I’m in a pickle here. I have a problem where I get streaming data and a Pytorch model which is to be continuously trained on the said streaming data (in batches of 16 multi-feature data points). Now I have been trying to come up with a class/code structure which would facilitate this, but I have been unable to come up with a solution. My model is initialized through a class. I tried something like this:

def train(model, data, batch_size):

# Get data in appropriate format
train_data = TensorDataset(torch.from_numpy(np.array(data)), torch.from_numpy(np.array(data)))
train_loader = DataLoader(train_data, shuffle=False, batch_size=batch_size)

model = model.double()

# Model Hyperparameters
criterion = nn.MSELoss()
optimizer = optim.RMSprop(model.parameters())


# Keep track of training loss
train_loss = 0.
# Train the model
model.train()
for data, label in train_loader:
    data = data.double()
    label = label.double()
    
    # Clear gradients of all optimized variables
    optimizer.zero_grad()
    
    # Convert data to appropriate format of : (batch_size, seq_len, input_dimensions)
    data = data.view(batch_size, 1, data.size(1))

    # Forward pass
    output = model(data)
    
    # Calcualte batch loss
    loss = criterion(output.squeeze(), label)
    
    # Backward pass
    loss.backward()
    
    # Perform a single optimization step
    optimizer.step()
    
    return model, loss

And then calling the function on each collected batch individually, such as:

model, loss = train(model, data[:16], 16)

But this is a very stupid approach in my mind and there has got to be a better approach.
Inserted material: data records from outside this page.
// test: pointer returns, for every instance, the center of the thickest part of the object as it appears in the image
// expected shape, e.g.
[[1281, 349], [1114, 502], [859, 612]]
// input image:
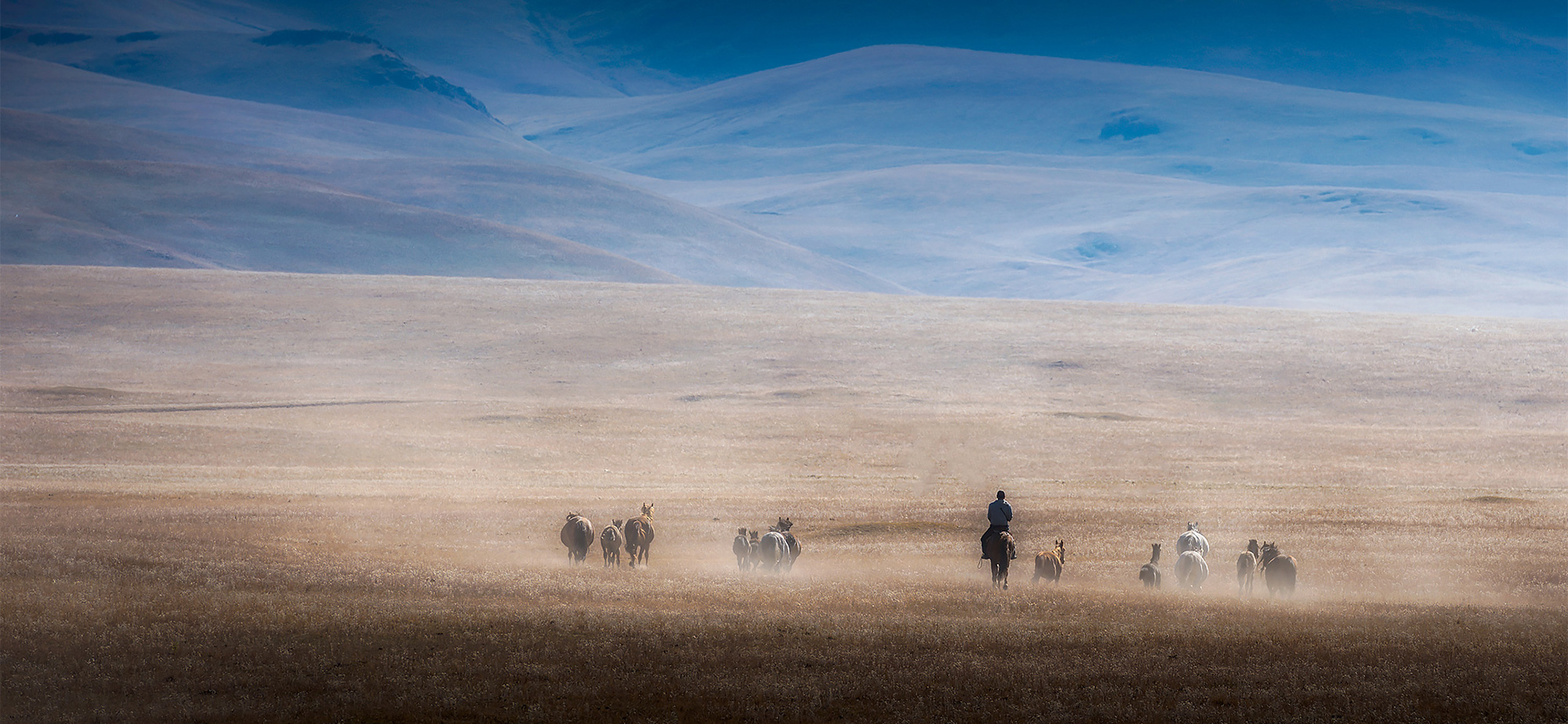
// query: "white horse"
[[1191, 570], [772, 551], [1192, 541]]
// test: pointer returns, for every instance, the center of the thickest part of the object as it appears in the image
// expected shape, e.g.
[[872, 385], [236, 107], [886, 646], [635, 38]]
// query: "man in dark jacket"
[[1001, 513]]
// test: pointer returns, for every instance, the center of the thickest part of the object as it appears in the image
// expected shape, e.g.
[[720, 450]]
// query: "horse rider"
[[1001, 513]]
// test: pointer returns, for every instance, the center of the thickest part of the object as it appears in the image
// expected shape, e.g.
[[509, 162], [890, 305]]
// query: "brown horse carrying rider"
[[1001, 513]]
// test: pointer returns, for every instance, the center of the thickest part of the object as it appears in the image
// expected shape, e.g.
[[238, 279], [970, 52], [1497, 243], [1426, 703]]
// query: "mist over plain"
[[319, 319]]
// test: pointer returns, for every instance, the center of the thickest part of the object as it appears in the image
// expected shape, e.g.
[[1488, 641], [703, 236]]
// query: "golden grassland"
[[263, 498]]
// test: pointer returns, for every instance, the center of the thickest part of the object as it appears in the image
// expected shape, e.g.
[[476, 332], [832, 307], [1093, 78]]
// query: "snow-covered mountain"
[[579, 140]]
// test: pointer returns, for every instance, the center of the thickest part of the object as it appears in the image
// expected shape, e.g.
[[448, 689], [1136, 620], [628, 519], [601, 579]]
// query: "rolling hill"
[[885, 168]]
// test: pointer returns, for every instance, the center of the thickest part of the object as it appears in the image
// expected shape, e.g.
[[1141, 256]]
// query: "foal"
[[1150, 574], [1246, 568], [1048, 563]]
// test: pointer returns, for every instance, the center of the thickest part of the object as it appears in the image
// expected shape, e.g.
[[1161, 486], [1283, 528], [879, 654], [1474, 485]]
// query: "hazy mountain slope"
[[57, 90], [960, 100], [501, 183], [314, 70], [492, 46], [1503, 56], [653, 230], [145, 214], [989, 231], [962, 173]]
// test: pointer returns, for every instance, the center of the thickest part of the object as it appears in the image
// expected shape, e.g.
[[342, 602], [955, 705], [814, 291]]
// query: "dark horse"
[[1279, 571], [578, 535], [1001, 554], [639, 537]]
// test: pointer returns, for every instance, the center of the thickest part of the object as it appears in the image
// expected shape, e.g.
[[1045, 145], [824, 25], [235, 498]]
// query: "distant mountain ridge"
[[492, 139]]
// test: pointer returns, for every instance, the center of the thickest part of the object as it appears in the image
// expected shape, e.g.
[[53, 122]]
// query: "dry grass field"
[[269, 498]]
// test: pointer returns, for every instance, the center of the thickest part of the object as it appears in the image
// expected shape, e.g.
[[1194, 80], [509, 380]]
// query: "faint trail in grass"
[[197, 407]]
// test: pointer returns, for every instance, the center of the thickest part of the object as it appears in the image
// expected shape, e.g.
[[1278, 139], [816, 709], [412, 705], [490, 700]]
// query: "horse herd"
[[1192, 567], [775, 551], [779, 549], [634, 535]]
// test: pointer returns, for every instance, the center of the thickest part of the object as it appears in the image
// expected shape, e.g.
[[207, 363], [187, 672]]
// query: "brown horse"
[[1279, 571], [611, 545], [1246, 568], [639, 537], [1048, 563], [789, 538], [578, 535], [742, 549], [1150, 574], [1001, 554]]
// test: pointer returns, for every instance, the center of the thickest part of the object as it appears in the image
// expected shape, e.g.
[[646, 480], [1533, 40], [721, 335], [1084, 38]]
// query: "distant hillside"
[[959, 100], [318, 70], [1487, 54], [492, 190], [985, 175], [1315, 154], [140, 214]]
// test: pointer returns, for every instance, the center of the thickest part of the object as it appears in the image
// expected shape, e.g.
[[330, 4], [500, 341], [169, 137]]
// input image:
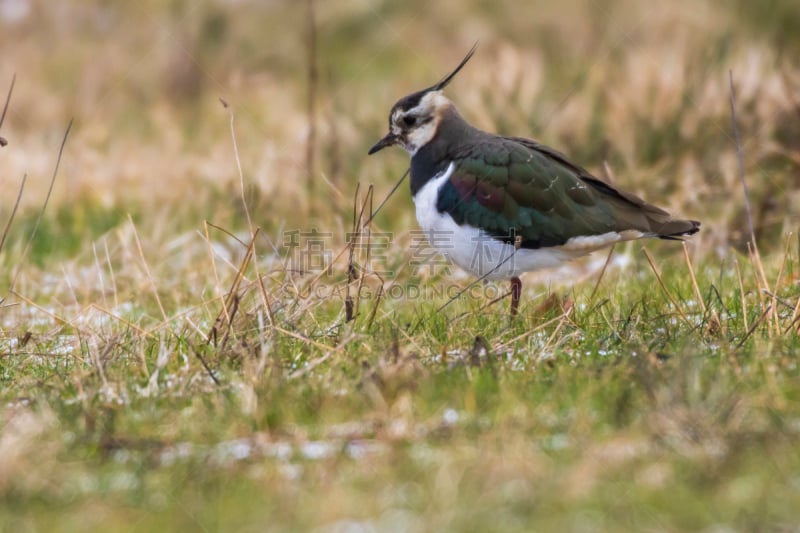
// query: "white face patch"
[[417, 126]]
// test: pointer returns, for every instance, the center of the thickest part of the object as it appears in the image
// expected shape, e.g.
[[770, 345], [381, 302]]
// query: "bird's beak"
[[388, 140]]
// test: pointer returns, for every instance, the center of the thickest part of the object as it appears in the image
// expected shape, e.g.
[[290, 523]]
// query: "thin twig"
[[664, 287], [396, 186], [311, 101], [8, 99], [44, 207], [13, 211], [740, 159], [238, 165]]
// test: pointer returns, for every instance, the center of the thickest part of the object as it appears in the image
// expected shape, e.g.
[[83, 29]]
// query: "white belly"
[[480, 254]]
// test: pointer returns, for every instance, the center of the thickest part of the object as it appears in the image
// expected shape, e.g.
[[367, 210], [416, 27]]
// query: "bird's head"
[[415, 118]]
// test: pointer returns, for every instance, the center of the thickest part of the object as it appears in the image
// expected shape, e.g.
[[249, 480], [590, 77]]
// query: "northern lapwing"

Moreover, this does not give me the right losses anyway (I want to get losses per batch as an output) as the losses are calculated as if the model is re-tranied from scratch at every call (I thought that passing back the model would ensure that its weights after each update are maintained, but I seem to be wrong).

Any help would e appreciated.

P.S.: I am not a software engineer but more of a domain expert data scientist and so please forgive me if I made any naive mistake.

It seems IterableDataset would be suitable for streaming data:

For example, such a dataset, when called iter(dataset) , could return a stream of data reading from a database, a remote server, or even logs generated in real time.

2 Likes

Thank you. I’ll give it a try today.

hello, is there any tutorial or example explaining carefully how to stream temporally coherent batches?

i did this github here: https://github.com/etienne87/pytorch-streamloader
to explain precisely what I would like from pytorch. (well i did it and it works but perhaps it can be done in 3 lines of code in pytorch ^^).

2 Likes

Hi there, since so many people clicked there, i just wanted to say that i simplified a bit the code, and that, in fact, the easiest for people who train networks with memory could be to just use an IterableDataset where you yield the worker’s id at the same time as your data. Otherwise, I did a wrapper around Pytorch DataLoader that just concatenates the data from different FIFOs indexed by the worker’s id.